I'm a nurse. I've cared for a number of WW II vets. They've been my favorite patients. Not one has ever expressed any survivor's guilt. They've all had a great sense of humor and a down to earth understanding of the necessity to defend what's good in the world. One patient who helped to liberate Dachau told me the smell bothered him so much that he couldn't eat meat for months afterward. They all saw horrible things, but none of them suffered mental anguish.
Perhaps we've just spoken to different people. But to clarify, nobody ever came out and said "I have survivor's guilt" or made any kind of explicit expression like that. And yes, they have been able to carry on normal conversations about mundane topics and be cheerful. What I'm speaking of is more subtle than that and only manifests itself when they speak specifically about their war experiences. For instance, a reference to a friend who rode the troop train to a port of exit with them and later ended up getting himself killed or a particularly vivid memory. One example is the memory of the sound of mortar shells 65 years after the fact.

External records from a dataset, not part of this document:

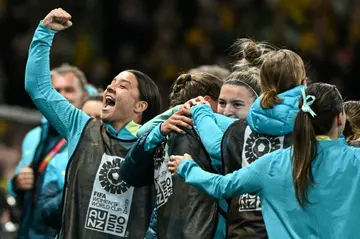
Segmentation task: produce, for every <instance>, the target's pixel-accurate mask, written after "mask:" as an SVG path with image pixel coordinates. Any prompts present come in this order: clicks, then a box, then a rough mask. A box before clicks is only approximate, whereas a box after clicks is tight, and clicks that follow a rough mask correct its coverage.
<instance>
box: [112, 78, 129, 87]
mask: <svg viewBox="0 0 360 239" xmlns="http://www.w3.org/2000/svg"><path fill="white" fill-rule="evenodd" d="M112 81H119V82H122V83H128V84H129V85H131V82H130V81H128V80H125V79H116V78H114V79H113V80H112Z"/></svg>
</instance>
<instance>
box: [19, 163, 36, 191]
mask: <svg viewBox="0 0 360 239" xmlns="http://www.w3.org/2000/svg"><path fill="white" fill-rule="evenodd" d="M15 185H16V187H17V188H18V189H20V190H29V189H32V188H33V186H34V171H33V170H32V168H30V167H25V168H23V169H21V170H20V172H19V174H18V176H17V177H16V179H15Z"/></svg>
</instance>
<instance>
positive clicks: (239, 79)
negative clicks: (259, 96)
mask: <svg viewBox="0 0 360 239" xmlns="http://www.w3.org/2000/svg"><path fill="white" fill-rule="evenodd" d="M224 85H235V86H245V87H246V88H248V89H249V91H250V92H251V93H252V95H253V97H254V98H257V97H259V95H260V94H261V87H260V70H259V68H257V67H247V68H245V67H244V69H243V70H239V71H234V72H232V73H231V74H230V76H229V77H228V79H227V80H226V81H225V82H224Z"/></svg>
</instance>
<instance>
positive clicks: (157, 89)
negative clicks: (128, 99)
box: [127, 70, 161, 124]
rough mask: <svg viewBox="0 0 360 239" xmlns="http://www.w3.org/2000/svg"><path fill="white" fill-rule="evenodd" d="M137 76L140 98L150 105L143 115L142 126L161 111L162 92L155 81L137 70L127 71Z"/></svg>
mask: <svg viewBox="0 0 360 239" xmlns="http://www.w3.org/2000/svg"><path fill="white" fill-rule="evenodd" d="M127 71H128V72H130V73H132V74H134V75H135V77H136V80H137V82H138V88H139V98H140V100H143V101H146V102H147V103H148V107H147V109H146V110H145V111H144V112H143V113H142V119H141V122H140V124H145V123H146V122H147V121H149V120H150V119H152V118H154V117H155V116H157V115H158V114H160V111H161V96H160V91H159V88H158V87H157V85H156V84H155V83H154V81H153V80H152V79H151V78H150V77H149V76H148V75H146V74H144V73H142V72H140V71H137V70H127Z"/></svg>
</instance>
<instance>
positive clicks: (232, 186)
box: [177, 155, 270, 199]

I currently have a patient who is 99. He landed on the beaches of Normandy and fought his way across France and Germany, helping to liberate Dachau. We look at his old letters from during the war and come across old photographs. He has mentioned people who got killed, but by now most everyone he knew then, whether they survived or not, is dead. In a philosophical moment he said that the real crime in war is that all of the healthiest men are sent to fight and die, what he called the 'defective men' the ones who weren't physically or psychologically fit to fight, stayed home and ended up running things when the good men were killed.

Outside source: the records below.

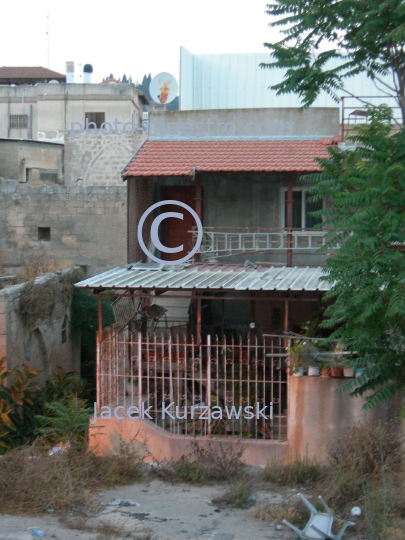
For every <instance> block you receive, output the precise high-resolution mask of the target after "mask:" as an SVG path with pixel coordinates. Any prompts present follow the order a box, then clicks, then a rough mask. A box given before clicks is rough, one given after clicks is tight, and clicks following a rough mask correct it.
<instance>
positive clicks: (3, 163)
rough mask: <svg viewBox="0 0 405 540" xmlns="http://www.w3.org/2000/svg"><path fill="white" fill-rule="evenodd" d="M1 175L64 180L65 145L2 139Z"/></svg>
mask: <svg viewBox="0 0 405 540" xmlns="http://www.w3.org/2000/svg"><path fill="white" fill-rule="evenodd" d="M0 177H2V178H3V179H4V178H6V179H10V180H18V181H19V182H34V183H38V182H41V183H42V184H47V183H58V184H59V183H62V182H63V144H57V143H47V142H39V141H20V140H15V139H13V140H7V139H5V140H1V141H0Z"/></svg>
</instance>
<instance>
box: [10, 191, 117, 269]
mask: <svg viewBox="0 0 405 540" xmlns="http://www.w3.org/2000/svg"><path fill="white" fill-rule="evenodd" d="M126 200H127V197H126V185H125V184H124V183H122V185H121V186H119V187H118V186H117V187H101V186H100V187H98V186H90V187H89V186H85V187H73V186H72V187H64V186H59V185H52V186H50V185H31V184H29V183H27V184H19V183H18V182H17V181H3V183H2V184H0V252H1V253H2V258H3V261H4V263H5V264H6V265H9V266H13V265H16V264H18V262H19V260H20V258H21V256H24V258H25V259H29V258H30V257H31V256H36V255H38V253H39V252H41V253H43V254H44V255H46V257H47V258H48V259H49V258H51V259H52V258H55V259H56V260H57V261H58V262H59V263H60V264H64V265H78V266H88V267H89V268H88V272H89V273H90V274H92V275H95V274H97V273H100V272H103V271H105V270H107V269H110V268H113V267H115V266H120V265H123V264H125V263H126V234H127V233H126V222H127V207H126ZM44 229H45V232H46V233H47V231H46V229H49V235H50V238H49V240H46V239H42V240H41V239H40V238H41V231H44ZM45 236H47V234H46V235H45Z"/></svg>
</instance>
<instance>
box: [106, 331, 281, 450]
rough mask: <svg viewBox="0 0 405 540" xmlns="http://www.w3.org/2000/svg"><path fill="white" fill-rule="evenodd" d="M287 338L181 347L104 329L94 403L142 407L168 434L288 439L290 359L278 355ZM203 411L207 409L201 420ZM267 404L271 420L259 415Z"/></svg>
mask: <svg viewBox="0 0 405 540" xmlns="http://www.w3.org/2000/svg"><path fill="white" fill-rule="evenodd" d="M285 340H286V338H285V337H284V336H270V335H267V336H266V335H265V336H263V339H262V340H261V341H260V343H259V341H258V339H257V337H256V336H254V337H250V336H248V337H247V339H246V341H243V340H242V337H241V336H238V337H237V339H236V340H235V338H234V337H233V336H232V337H231V339H230V341H228V339H227V338H226V337H225V336H224V337H223V338H222V339H221V340H219V339H218V337H215V339H212V338H211V336H207V340H206V342H205V343H200V344H198V346H197V348H196V346H195V342H194V339H193V338H192V339H191V340H190V341H189V342H187V340H186V338H184V341H182V342H181V341H180V339H179V336H176V338H175V339H172V338H171V336H169V337H168V338H165V337H163V336H161V337H160V339H159V341H158V340H157V338H156V335H155V336H153V337H152V338H149V336H148V335H146V336H145V337H142V335H141V333H137V334H135V335H134V334H132V333H131V332H129V331H128V330H127V329H124V330H121V329H119V328H117V327H111V328H109V329H105V330H104V331H103V334H102V335H101V336H100V339H99V340H98V343H97V366H98V367H97V403H98V404H99V406H103V405H108V406H110V407H115V406H117V405H124V407H126V406H127V405H130V406H133V405H134V403H135V404H136V403H137V404H138V409H139V413H140V414H141V413H142V408H143V407H144V409H145V410H146V409H147V408H148V407H151V410H150V414H151V416H152V418H153V422H154V423H155V424H157V425H159V426H161V427H163V428H164V429H167V430H169V431H170V432H171V433H178V434H186V435H208V436H210V435H216V436H221V435H235V436H239V437H253V438H256V439H277V440H283V439H285V437H286V429H287V425H286V413H285V408H286V402H287V400H288V382H287V376H286V375H284V374H285V368H286V365H285V359H286V358H287V356H288V355H287V354H286V353H282V352H280V351H282V350H283V349H285ZM170 403H174V407H173V406H171V408H170V409H169V410H170V413H171V416H170V415H168V414H166V418H163V407H165V406H166V407H167V406H168V405H169V404H170ZM271 403H272V404H273V418H270V417H269V411H270V404H271ZM201 406H205V407H207V408H208V409H207V412H206V413H205V417H204V418H202V419H200V418H199V416H200V415H201V414H202V410H200V409H199V407H201ZM265 406H266V407H267V409H266V410H265V413H264V414H266V416H267V418H263V417H262V416H257V415H256V411H257V410H258V409H261V408H263V407H265ZM246 407H250V409H247V408H246ZM218 408H219V410H220V411H222V412H220V414H218ZM213 409H214V411H213ZM248 411H249V412H250V411H253V412H254V415H251V413H250V414H247V412H248ZM213 412H215V416H214V417H213V416H212V414H213ZM252 416H253V418H252ZM145 419H147V417H146V416H145Z"/></svg>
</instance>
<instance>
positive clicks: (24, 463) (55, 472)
mask: <svg viewBox="0 0 405 540" xmlns="http://www.w3.org/2000/svg"><path fill="white" fill-rule="evenodd" d="M121 450H122V451H121V453H120V454H119V455H113V456H96V455H94V454H92V453H90V452H77V451H76V450H75V449H73V448H70V449H67V450H66V451H64V452H62V451H61V452H58V453H56V454H54V455H52V456H48V455H47V454H46V453H45V452H43V451H41V450H39V449H38V448H37V447H36V445H32V446H25V447H20V448H17V449H15V450H12V451H11V452H9V453H7V454H6V455H4V456H3V457H2V458H1V469H0V486H1V489H0V506H1V509H2V512H5V513H9V514H14V513H26V514H31V515H32V514H38V513H42V512H45V511H46V510H47V509H49V508H53V509H54V510H55V511H69V512H71V511H73V510H75V509H77V510H80V511H81V512H83V510H86V509H87V510H95V509H96V503H95V501H94V498H93V493H94V492H97V491H98V490H100V489H108V488H112V487H114V486H117V485H123V484H128V483H131V482H135V481H138V480H141V479H142V478H143V467H144V465H143V455H142V453H141V452H135V451H130V450H129V449H127V448H125V447H124V448H123V449H121Z"/></svg>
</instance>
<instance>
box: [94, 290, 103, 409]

I've had patients who fought in the Korean war. One of them was distraught at never finding the family of his brother Marine who was killed in battle. I had a friend who works for the Veteran's project for the LOC find this man's surviving kin. They got in touch with my patient who got to tell them how his buddy was killed.
There is something deeply profound that binds men to each other when they've been in battle together, something only they understand.